The Indian government is in talks with the market regulator seeking to relax a key public shareholding norm for the potential buyer of IDBI Bank in a bid to attract a larger pool of suitors, according to two sources.
Earlier this month, India invited bids for a 60.72% stake in IDBI Bank — which is 45.48% owned by the government and 49.24% by state-owned Life Insurance Corp (LIC) — after dragging its feet for years.
The Securities and Exchange Board of India (SEBI), India’s capital markets regulator, mandates a minimum 25% of public shareholding for all listed entities, excluding state-owned companies, within three years of listing.
The government has asked SEBI if it can classify the government and LIC’s remaining stake of about 34% after the sale as public float, which will help the new buyer meet the minimum public shareholding norm without diluting its ownership, one of the sources, who did not want to be named, told Reuters.
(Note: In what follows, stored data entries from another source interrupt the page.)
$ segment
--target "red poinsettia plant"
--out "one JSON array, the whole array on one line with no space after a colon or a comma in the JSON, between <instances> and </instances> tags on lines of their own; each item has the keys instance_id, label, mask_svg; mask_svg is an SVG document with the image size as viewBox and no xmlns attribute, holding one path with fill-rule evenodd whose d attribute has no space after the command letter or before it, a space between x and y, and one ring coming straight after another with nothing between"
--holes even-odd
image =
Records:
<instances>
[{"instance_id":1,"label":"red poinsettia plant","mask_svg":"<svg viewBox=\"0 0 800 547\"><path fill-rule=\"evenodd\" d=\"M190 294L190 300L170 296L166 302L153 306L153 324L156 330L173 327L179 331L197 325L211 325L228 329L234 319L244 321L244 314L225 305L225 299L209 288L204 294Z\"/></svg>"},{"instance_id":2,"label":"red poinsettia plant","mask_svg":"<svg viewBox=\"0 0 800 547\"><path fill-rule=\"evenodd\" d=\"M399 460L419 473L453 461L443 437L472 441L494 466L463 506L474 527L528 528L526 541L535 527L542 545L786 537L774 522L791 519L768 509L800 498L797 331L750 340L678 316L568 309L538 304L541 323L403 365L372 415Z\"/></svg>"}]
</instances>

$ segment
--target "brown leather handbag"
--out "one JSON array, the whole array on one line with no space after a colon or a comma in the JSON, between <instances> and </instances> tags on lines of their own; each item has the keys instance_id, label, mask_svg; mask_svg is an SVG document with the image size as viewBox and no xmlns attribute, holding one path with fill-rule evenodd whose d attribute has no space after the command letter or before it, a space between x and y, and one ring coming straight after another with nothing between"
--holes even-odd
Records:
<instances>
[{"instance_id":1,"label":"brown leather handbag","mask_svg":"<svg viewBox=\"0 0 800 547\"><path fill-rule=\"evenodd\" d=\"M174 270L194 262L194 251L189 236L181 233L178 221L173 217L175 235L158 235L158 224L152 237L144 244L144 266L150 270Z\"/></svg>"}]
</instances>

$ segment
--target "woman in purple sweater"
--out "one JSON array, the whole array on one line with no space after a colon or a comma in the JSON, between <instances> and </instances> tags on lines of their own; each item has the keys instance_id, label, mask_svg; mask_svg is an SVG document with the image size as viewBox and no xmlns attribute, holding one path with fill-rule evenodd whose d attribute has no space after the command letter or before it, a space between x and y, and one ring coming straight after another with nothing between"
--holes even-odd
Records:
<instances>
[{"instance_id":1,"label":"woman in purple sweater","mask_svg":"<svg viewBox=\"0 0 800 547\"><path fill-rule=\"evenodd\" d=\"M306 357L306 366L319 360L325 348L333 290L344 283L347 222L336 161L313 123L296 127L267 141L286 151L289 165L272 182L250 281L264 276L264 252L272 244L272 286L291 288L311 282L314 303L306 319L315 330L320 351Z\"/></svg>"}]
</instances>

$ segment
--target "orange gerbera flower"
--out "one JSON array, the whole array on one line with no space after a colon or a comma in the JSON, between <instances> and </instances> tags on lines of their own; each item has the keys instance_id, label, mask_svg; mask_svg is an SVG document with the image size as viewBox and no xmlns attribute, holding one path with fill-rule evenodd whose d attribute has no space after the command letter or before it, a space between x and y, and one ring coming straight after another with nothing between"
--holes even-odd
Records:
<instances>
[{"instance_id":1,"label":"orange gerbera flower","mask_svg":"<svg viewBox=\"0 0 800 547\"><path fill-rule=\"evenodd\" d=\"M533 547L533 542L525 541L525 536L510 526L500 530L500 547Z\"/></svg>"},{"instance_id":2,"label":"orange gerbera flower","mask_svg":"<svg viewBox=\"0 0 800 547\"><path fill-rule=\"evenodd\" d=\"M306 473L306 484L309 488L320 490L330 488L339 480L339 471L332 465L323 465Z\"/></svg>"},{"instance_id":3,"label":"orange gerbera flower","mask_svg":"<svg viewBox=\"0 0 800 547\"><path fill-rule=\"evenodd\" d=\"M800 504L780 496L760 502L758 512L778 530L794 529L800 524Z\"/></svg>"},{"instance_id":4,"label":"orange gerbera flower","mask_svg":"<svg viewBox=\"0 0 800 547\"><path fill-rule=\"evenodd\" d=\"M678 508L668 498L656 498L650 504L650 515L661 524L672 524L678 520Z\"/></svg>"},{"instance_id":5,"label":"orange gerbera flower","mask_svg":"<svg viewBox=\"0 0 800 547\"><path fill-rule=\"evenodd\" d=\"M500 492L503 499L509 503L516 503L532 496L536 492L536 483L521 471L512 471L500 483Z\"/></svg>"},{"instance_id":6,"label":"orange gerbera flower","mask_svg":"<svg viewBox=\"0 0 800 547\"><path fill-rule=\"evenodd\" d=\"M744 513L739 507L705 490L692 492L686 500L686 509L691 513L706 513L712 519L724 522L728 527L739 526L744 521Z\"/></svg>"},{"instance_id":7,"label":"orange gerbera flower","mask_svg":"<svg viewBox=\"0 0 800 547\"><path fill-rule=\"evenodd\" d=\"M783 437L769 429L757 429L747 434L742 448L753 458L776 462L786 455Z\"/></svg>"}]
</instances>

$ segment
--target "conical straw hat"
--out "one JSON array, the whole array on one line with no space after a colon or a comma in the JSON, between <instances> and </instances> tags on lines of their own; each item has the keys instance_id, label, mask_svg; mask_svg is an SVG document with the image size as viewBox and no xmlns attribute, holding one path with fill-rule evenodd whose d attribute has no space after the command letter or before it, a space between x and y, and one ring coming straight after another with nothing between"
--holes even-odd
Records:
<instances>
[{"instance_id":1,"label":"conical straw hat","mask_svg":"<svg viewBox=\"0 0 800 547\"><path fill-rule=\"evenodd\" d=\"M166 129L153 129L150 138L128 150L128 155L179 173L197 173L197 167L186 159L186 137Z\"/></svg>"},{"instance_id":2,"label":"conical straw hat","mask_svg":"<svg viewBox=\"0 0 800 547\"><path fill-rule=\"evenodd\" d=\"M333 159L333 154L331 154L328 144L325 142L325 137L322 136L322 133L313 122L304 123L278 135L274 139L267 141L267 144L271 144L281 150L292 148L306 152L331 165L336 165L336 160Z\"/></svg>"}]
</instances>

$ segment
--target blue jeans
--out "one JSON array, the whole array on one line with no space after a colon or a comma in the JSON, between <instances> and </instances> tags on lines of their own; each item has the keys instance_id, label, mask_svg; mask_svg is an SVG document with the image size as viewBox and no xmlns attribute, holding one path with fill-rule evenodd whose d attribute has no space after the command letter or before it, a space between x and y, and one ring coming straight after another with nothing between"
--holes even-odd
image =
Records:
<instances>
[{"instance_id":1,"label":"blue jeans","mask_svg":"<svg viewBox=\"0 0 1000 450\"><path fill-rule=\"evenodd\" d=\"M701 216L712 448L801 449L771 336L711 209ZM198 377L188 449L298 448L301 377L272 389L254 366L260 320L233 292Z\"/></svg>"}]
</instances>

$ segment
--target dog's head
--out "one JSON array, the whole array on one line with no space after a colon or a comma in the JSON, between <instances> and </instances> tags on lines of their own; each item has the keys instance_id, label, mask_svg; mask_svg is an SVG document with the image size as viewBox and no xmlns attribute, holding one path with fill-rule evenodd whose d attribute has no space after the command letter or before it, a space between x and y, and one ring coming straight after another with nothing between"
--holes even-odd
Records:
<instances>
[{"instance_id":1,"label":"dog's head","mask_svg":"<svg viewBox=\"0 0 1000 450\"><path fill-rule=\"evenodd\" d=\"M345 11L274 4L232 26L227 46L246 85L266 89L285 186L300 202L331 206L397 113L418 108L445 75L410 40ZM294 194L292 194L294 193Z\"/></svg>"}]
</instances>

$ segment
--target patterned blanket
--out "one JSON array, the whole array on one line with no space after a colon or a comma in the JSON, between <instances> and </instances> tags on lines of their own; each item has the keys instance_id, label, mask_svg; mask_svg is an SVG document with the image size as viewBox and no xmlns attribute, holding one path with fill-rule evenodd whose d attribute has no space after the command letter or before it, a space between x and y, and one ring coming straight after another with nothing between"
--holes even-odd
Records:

“If SEBI allows both government and LIC to be classified as public shareholders, the minimum public shareholding criteria will be automatically met,” the second official said.
IDBI Bank, being majority owned by the government and a quasi-government firm, is currently exempt from the shareholding norm and the promoters – LIC and government – hold 95% of the firm.
Once approved by SEBI, the relaxed norm will be shared with buyer when the government signs the share purchase agreement with the winning bidder of IDBI Bank, one of the officials said.
India’s finance ministry did not reply to request for comments.
Prime Minister Narendra Modi has been trying to privatise a number of state-run companies since he came to power in 2014. But he has had only a few successes such as the sale of India’s flag carrier Air India to conglomerate Tata group.
The government had first announced a plan to sell IDBI Bank in 2016 but eventually shuffled the stake to its own insurance behemoth LIC.